Our safety depends on it. We trust our life to the two motorcycle tires under us that have at best two patches of rubber in contact with the ground the size of our two hands at any given moment. Move that along at 55 mph or even at 15 mph and each of the motorcycle tires is taking on a serious responsibility. The attention and care we offer towards our motorcycle tires can help us tremendously with our safety and enjoyment of biking.

Here are some areas where things can go wrong with your motorcycle tires:

– Tire Pressure: Under-inflation may cause uneven wear, loss of control [stability], wears the motorcycle tires out faster and increases the chances of the motorcycle tires failure. Over-inflation allows motorcycle tires to heat up, limit traction [although a slight 10% over-inflation may actually increase traction in wet conditions] and affects the wear. To correct these, use a good tire gauge and check the motorcycle tires when it is cool. Keep the motorcycle tires pressure at the recommended PSI.

– Fluids: Brake fluid, gas and lube spills need to be cleaned immediately. It deteriorates the rubber. Many of the cleaner protectors used on motorcycle tires harm the finish rubber.
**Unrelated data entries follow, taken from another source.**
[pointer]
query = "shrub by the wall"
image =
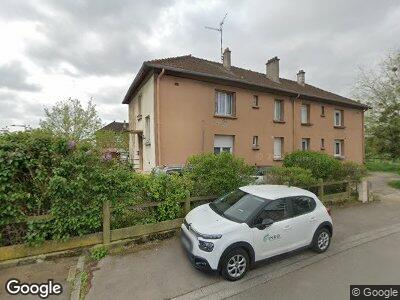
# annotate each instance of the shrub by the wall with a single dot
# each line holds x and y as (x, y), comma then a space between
(212, 174)
(294, 176)
(169, 190)
(44, 174)
(321, 165)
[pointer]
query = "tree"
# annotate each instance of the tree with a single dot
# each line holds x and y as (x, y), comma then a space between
(380, 88)
(70, 119)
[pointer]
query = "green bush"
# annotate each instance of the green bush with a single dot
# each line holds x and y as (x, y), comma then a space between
(41, 174)
(321, 165)
(212, 174)
(169, 190)
(294, 176)
(99, 252)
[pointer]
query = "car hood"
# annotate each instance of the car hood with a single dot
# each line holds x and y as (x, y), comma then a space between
(206, 221)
The best way to clean is to use old-fashioned soap and water.

– Bumps: Potholes, curbs and stones may slash or crack the tire. Look for any problem.

– Accelerated wear: Everyday use may be a potential hazard. Spinning motorcycle tires on take off or holding the brake on emergency stops need to be checked.
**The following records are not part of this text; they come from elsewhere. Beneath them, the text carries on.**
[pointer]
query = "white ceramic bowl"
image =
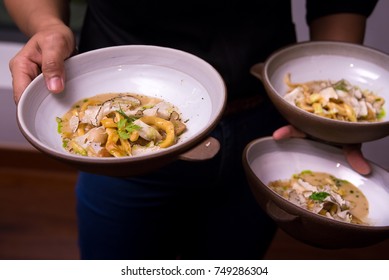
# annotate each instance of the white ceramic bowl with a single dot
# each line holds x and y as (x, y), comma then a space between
(361, 66)
(267, 160)
(183, 79)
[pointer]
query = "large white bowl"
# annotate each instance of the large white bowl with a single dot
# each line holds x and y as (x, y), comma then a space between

– Nails, screws etc .: It is better to find them before you ride than to discover these nuisances 20 minutes down the road. Motorcycle tires that use a tube may "pop" from a nail / screw or sharp object, where a tubeless tire may have the nail / screw actually plug the hole they created which gives you a little more time for repairs.

– Valve stems: Make sure the cap is on. It helps to protect the valve stem from leaking air and protects the stem valve from opening by centrifugal force and leaking air at higher speeds. When you use motorcycle tires with tubes, the valve stem should be straight out. If it is on a slant, the tire has been under-inflated and the tube has moved around the rim. Often this damages the tube and creates a leak.
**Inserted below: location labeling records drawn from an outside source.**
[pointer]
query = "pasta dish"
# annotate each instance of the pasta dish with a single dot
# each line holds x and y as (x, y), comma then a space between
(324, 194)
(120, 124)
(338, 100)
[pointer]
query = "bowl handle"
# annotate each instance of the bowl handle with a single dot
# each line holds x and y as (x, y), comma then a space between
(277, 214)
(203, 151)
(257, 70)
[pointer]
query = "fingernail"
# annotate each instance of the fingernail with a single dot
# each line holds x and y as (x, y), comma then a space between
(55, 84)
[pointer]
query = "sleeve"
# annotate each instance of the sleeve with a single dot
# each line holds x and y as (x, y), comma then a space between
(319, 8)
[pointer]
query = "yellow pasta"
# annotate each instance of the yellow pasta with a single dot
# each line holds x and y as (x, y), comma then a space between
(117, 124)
– Tire weights: Weights need to be firmly fixed to the rim. If they fall off it will throw the tire out of balance and cause uneven wear.

– Rim: Cracked or deferred rims are potential problems. You may want to replace wire fired wheels when they became damaged with a cast or billet wheel that uses tubeless tires. Check with your dealer on this.

– Worn / torn: Thin tread is easier to detect. Flat wear is due to leaning very little and driving mostly in a straight line, resulting in a ridge at the edge of the flattened middle of the tire. This causes motorcycle tires to become unstable in a leaning turn. It wants to warble. The tire may have more wear but it should be replaced. [It is good to replace both front tire and rear tire at the same time.] Sidewall punctures, cracking, cord separation are an alert.

– Tread: Check the grooves called "sipes" making sure that the tread is still sufficient. The lack of having tread affects the cooling of the tire when in use, wear, stability, traction and can cause hydroplaning on wet roads.

When doing your inspection of motorcycle tires get a friend to roll the bike while you check the tread and sidewalls. You may need to get a work stand if alone. Obstacles to having a good inspection are long pipes, saddlebags, fenders etc. making it hard to see the rear tire. Front motorcycle tires are a bit easier to examine. This sounds like a lot but it goes quickly and is easy to do. Make it a habit to check your motorcycle tires frequently.

Some miscellaneous information you need to know. You will have better handling and get more out your motorcycles tires when you keep the rear tire aligned and balanced. Consider having this looked at approximately every1000 miles. Be careful when you have new motorcycle tires it takes the first couple of rides to get traction working well.

So! Happy riding and remembering to check your motorcycle tires often.